Brewery, Malt Kiln And Adjoining Ranges Approximately 10 Metres South Of No 2 (Wells House) is a Grade II listed building in the East Riding of Yorkshire local planning authority area, England. First listed on 16 December 1986. Brewery.
Brewery, Malt Kiln And Adjoining Ranges Approximately 10 Metres South Of No 2 (Wells House)
- WRENN ID
- lesser-wicket-equinox
- Grade
- II
- Local Planning Authority
- East Riding of Yorkshire
- Country
- England
- Date first listed
- 16 December 1986
- Type
- Brewery
- Source
- Historic England listing
Description
This is a late 18th and early 19th century brewery, along with a malt kiln and associated buildings, approximately 10 metres south of Wells House. Later additions were made around 1888 for Hartley's Brewery Company Ltd. The buildings are constructed of yellow brick with Welsh slate roofs, and red brick with Welsh slate to the malt kiln and a southern range, with pantile roofs to the remainder. The complex sits on an L-shaped plan, forming the south and east sides of a courtyard.

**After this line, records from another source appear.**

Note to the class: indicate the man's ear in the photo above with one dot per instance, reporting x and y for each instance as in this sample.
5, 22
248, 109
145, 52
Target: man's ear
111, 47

The southern range includes a stable/cart-shed/granary, a malt kiln, and store rooms. The stable/cart-shed/granary is a two-story structure with three first-floor openings. The cart-shed section has three openings, supported by a pair of cast-iron columns and a timber lintel, with a boarded front and a door to the right. Stable doors and slatted wooden ventilator grilles are to the left. The first floor has a door and two hatches with sandstone sills. A dentilled brick eaves cornice is present. The malt kiln, set back to the left, is a low, two-story building with a single, part-glazed hatch on the first floor and a hipped roof with a central cowl. A single-story range to the left has a blocked opening, a projecting outshut, and a hipped roof.
The late 18th and early 19th century brewery range, which faces the courtyard on the west side, includes a low, two-story, single-bay section and a taller, two-story, single-bay section. The ground floor includes a tall, blocked, segmental-arched opening to the right, a lower, rebuilt segmental-arched entrance to the left, and a four-pane sash window on the first floor, with a large lateral stack to the right. A gabled ventilator is on the roof of the taller section. The single-story east range has corbelled eaves and a hipped roof on the left side.
In 1838, James Latham operated as a brewer and maltster at West Cowick. Some sections of the buildings were disused and in a state of decay at the time of the last survey. Modern additions in the inner angle of the courtyard are not of special interest.